Wanda and Wayne,
I've been dating an amazing woman for four months and I can already see us together forever. It's crazy because I've never felt this sure about someone or anything before. And the timing has been perfect. How and when we met, we're both mid 20s, we both have great jobs and career paths, solid families, great lives that are even better together.
She feels the same way, but is already moving everything forward. She's started talking about moving in together soon, since we pretty much spend most weekends and many weeknights together anyway. Or even buying a condo together since it's a better investment for our future. She's also talked about how many kids she wants, three, and when she wants to start having them, in five years. And about her dream wedding in wine country, of course, with all of our families and friends. Etc. Etc.
Most of the time I go along with it because it sounds amazing and I want that too. But I also get a knot in my belly because it's scary how fast she wants to move and how determined she is have everything work out exactly how she has it planned in her head. Sometimes I feel like I'm just a piece in her big puzzle or game. I feel lucky of course to have someone I'm totally crazy about and who knows what she wants. Everyone else I've dated is lost and figuring things out or so much different than I am. I feel lost sometimes too, though. So I'm afraid that if I go along with her at this pace that I'll be married with kids and a minivan tomorrow. But if I ask her to slow down or say, "Hey, we've only been dating four months," she'll think I have doubts, or I'm not able to keep up, or I'm not ambitious.
I want it all with her, but it's just going too much, too fast and too soon for me right now. Any advice on how to slow her down or slow my mind down about worrying? Thanks.
It's been a while since I pulled out the old campfire metaphor, so here we go, Alaskans: You build a fire by starting with tiny, dry, easy-to-light pieces of kindling. As the flames catch, you gradually add larger and larger pieces until finally we can toss on those dense but enduring logs. Those first tiny pieces of wood offer up exciting hot sparks and quick burns; the thick hunks of wood are what give us the warmth and longevity for the long haul.
If you threw a giant log on the early nest of flickering kindling, the fire would die. If you didn't add a log, the smaller fuel would eventually burn out too. So what's the lesson here?
Relationships are like campfires. They may start small, and simple but as time goes on, and we connect and share, our investment grows — and essentially, the emotional "logs" we are throwing on the fire increase, as we build a base to support that.
Think about a campfire. The beginning is exciting. Big flames, sizzling heat, wood collapsing and reforming as we add fuel to the fire. This is so much like the start of a relationship. It's exciting, it reforms and reshapes and collapses, it flames and sparkles. We can never get it back, once gone. It should be savored. When the big logs come, the fire changes. It remains warm and nurturing but in a more refined and settled way.

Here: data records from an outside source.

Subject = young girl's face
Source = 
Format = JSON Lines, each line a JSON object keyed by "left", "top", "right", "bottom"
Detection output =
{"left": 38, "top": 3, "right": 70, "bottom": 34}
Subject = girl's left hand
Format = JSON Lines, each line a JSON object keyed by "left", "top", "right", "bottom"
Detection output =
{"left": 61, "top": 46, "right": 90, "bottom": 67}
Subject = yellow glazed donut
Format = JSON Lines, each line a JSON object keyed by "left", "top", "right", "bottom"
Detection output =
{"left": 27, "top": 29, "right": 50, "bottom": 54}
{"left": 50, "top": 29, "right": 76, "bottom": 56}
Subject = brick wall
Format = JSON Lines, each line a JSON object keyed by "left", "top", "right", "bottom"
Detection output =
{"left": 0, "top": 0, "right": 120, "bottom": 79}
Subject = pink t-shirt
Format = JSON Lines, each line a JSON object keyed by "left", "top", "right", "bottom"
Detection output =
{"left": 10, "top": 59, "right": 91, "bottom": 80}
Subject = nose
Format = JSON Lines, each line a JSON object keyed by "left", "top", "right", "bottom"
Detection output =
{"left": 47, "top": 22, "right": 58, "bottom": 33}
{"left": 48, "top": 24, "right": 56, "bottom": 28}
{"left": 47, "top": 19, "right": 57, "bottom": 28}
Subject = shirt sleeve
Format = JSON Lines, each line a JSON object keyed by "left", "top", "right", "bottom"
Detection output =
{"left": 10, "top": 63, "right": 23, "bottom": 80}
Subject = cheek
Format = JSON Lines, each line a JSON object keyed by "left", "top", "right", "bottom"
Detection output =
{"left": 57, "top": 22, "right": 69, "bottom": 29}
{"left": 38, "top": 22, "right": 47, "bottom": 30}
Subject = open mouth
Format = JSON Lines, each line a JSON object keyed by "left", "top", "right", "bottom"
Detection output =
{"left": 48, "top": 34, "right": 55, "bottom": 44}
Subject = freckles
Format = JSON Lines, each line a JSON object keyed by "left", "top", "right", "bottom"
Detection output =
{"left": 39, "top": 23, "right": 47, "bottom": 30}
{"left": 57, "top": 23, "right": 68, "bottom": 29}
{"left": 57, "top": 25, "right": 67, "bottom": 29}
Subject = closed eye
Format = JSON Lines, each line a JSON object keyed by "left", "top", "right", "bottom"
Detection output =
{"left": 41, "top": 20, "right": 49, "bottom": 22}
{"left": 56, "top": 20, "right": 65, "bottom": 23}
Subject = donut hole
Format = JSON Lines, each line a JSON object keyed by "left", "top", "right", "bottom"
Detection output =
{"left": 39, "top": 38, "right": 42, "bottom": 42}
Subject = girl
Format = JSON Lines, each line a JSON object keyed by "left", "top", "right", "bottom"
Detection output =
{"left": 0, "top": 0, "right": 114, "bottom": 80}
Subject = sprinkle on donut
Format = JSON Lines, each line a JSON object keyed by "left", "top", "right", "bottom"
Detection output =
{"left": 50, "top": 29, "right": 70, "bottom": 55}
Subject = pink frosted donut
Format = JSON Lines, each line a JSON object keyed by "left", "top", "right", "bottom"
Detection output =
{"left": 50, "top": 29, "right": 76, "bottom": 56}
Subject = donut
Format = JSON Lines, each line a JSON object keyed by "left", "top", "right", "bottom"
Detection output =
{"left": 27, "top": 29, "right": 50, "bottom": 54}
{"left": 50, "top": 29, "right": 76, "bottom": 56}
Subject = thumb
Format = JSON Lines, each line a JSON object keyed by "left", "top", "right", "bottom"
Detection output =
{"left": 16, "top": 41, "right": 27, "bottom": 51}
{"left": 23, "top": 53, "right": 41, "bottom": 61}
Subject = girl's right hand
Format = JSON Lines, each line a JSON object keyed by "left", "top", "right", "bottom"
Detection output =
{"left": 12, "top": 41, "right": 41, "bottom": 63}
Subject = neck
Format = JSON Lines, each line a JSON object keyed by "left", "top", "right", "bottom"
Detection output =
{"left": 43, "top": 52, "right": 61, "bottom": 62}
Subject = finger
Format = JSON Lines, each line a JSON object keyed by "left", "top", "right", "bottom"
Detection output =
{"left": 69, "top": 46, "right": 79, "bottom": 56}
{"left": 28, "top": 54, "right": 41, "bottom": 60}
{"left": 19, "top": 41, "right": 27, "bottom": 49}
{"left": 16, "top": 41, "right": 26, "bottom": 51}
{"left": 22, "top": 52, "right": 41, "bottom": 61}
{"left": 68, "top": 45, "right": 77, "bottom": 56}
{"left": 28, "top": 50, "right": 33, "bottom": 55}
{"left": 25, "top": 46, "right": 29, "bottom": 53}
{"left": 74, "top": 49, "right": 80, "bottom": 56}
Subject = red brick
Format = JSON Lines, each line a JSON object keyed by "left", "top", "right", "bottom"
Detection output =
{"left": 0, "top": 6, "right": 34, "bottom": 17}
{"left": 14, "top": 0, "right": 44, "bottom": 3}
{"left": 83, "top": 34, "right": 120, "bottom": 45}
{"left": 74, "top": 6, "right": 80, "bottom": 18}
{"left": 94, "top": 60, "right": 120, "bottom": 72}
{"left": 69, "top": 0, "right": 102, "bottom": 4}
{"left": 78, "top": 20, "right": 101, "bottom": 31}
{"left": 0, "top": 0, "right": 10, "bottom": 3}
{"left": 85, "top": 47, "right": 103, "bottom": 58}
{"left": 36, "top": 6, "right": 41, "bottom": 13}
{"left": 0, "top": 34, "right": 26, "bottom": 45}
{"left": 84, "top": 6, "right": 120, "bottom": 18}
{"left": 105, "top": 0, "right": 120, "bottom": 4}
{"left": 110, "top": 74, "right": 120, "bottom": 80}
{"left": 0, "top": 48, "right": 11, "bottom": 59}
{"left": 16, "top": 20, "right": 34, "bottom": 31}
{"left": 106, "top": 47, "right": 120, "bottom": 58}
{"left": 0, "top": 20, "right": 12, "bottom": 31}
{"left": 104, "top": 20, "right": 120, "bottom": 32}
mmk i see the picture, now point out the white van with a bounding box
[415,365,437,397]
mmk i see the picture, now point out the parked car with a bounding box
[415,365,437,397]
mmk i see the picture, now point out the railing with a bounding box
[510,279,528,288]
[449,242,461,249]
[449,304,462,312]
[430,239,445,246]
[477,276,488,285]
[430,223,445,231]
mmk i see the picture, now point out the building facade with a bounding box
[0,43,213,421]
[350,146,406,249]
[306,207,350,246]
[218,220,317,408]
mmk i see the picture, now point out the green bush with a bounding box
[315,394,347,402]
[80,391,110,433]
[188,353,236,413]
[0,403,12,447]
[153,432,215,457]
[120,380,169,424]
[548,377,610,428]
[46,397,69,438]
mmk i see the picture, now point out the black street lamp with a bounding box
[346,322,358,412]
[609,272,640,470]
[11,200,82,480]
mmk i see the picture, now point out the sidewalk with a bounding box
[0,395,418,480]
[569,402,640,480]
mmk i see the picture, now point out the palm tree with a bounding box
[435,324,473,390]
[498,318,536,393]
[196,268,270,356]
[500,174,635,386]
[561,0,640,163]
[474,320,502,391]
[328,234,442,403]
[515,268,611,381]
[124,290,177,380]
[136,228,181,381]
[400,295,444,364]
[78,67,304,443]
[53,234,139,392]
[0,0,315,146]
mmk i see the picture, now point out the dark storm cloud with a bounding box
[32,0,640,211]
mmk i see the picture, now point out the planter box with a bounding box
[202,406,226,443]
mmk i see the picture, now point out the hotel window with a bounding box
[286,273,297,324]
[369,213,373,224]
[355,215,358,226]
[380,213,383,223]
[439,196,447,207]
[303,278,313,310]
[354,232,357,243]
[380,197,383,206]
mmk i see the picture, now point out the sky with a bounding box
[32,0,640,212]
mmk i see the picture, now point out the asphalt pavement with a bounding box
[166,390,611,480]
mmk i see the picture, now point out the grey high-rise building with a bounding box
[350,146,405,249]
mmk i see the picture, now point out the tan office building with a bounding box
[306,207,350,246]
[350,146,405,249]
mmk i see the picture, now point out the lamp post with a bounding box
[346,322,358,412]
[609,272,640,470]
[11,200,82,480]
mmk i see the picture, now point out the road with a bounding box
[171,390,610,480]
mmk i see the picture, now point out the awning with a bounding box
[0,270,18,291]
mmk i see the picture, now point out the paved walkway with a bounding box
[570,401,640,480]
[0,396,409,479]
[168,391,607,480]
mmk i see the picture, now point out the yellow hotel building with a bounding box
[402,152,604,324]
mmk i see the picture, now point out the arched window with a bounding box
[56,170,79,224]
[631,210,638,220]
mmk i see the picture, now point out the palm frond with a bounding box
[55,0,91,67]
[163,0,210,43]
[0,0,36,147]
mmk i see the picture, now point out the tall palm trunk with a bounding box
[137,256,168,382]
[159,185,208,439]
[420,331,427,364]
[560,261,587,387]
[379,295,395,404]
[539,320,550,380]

Tell your lady, you recognize this beginning phase of your literal flames is exhilarating, unique and amazing, and you want to savor it. You are all-in for the long haul but you want to enjoy the journey. This isn't pillow talk or glad-handing: You genuinely love this woman, you want to enjoy the time with her, and you want to take your time getting to the next step. Good luck!
But Wanda, this isn't a quaint little Saturday morning-on-the-Homer-Spit campfire with coffee and Two Sisters scones we're talking about here. This is a third of July night in Seward or New Year's Eve in Fairbanks bonfire that satellites can see from space. (Or at least the conspiracy theorists can see from Fox and Ester.) This fire doesn't need no stinking kindling or logs. A pile of 20 or so pallets, a gallon of gas, and a 2-by-4 with a flaming rag stapled to the end will get this party started just fine, thank you. Alcohol may be involved. Someone might get hurt. S'mores will not be served.
Our firestarter will not be a happy camper if she finds her potential partner down at the creek gathering water to throw on her fire.
Look, letter-writer, if she is who you want, don't douse her enthusiasm and ambition. Putting out this fire might also kill her romantic fire and could be something she takes very personally.
Can you handle that potential explosion? Or can you stand up, be honest and then work with her on letting the raging fire simmer down a bit and make a plan to meet halfway? Can you speed things up a little if she slows things down a little?
If you truly want her and she truly wants you and not just her fairy tale fulfilled, you'll both be fine. If you see flames coming from her ears at the mere suggestion of pumping the brakes, stop, drop and roll away from this situation!